The 2017 International Challenger Quanzhou was a professional tennis tournament played on hard courts. It was the first edition of the tournament which was part of the 2017 ATP Challenger Tour. It took place in Quanzhou, China between 20 and 25 March 2017.

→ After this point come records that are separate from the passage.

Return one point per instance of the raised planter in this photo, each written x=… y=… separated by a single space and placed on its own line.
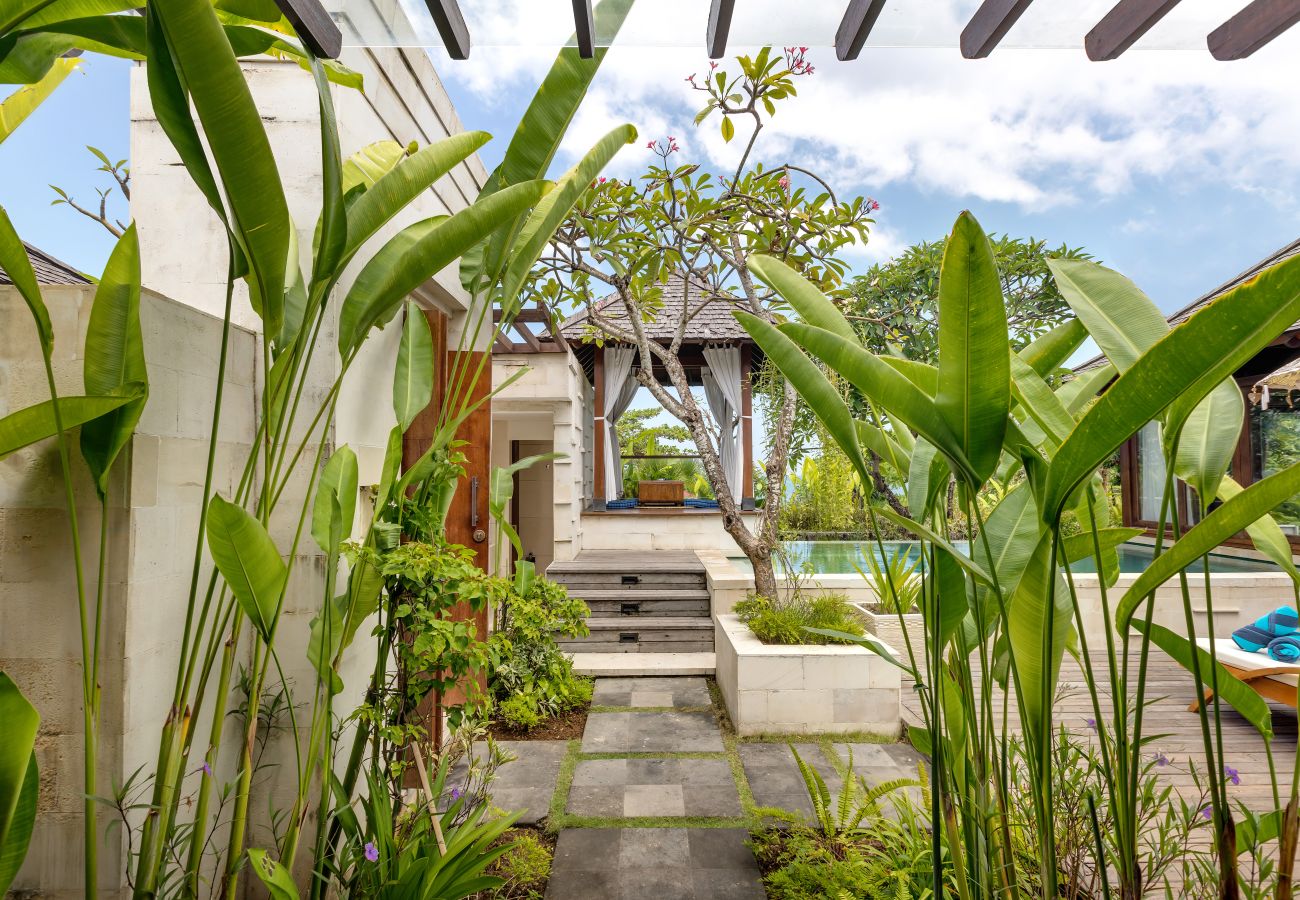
x=805 y=688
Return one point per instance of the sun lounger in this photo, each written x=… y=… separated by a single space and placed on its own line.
x=1269 y=678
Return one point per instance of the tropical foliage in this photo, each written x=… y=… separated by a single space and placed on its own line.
x=190 y=829
x=987 y=414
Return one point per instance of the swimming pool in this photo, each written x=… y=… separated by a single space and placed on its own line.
x=846 y=557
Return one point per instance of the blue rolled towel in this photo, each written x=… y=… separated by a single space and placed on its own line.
x=1285 y=649
x=1257 y=636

==Singles main draw entrants==

===Seeds===

| Country | Player | Rank^{1} | Seed |
|---|---|---|---|
| JPN | Yūichi Sugita | 115 | 1 |
| KOR | Lee Duck-hee | 135 | 2 |
| ITA | Luca Vanni | 139 | 3 |
| SLO | Blaž Kavčič | 147 | 4 |
| GER | Maximilian Marterer | 152 | 5 |
| ITA | Thomas Fabbiano | 161 | 6 |
| BLR | Uladzimir Ignatik | 163 | 7 |
| ESP | Enrique López-Pérez | 172 | 8 |

- ^{1} Rankings are as of 6 March 2017.

===Other entrants===
The following players received wildcards into the singles main draw:
- CHN Bai Yan
- CHN Te Rigele
- CHN Xia Zihao
- CHN Zhang Zhizhen

The following player received entry into the singles main draw using a protected ranking:
- IND Yuki Bhambri

The following players received entry from the qualifying draw:
- ITA Matteo Berrettini
- POL Hubert Hurkacz
- ITA Andrea Pellegrino
- ITA Lorenzo Sonego

The following player received entry as a lucky loser:
- JPN Shuichi Sekiguchi

==Champions==

===Singles===

- ITA Thomas Fabbiano def. ITA Matteo Berrettini 7–6^{(7–5)}, 7–6^{(9–7)}.

===Doubles===

- TPE Hsieh Cheng-peng / TPE Peng Hsien-yin def. GER Andre Begemann / BLR Aliaksandr Bury 3–6, 6–4, [10–7].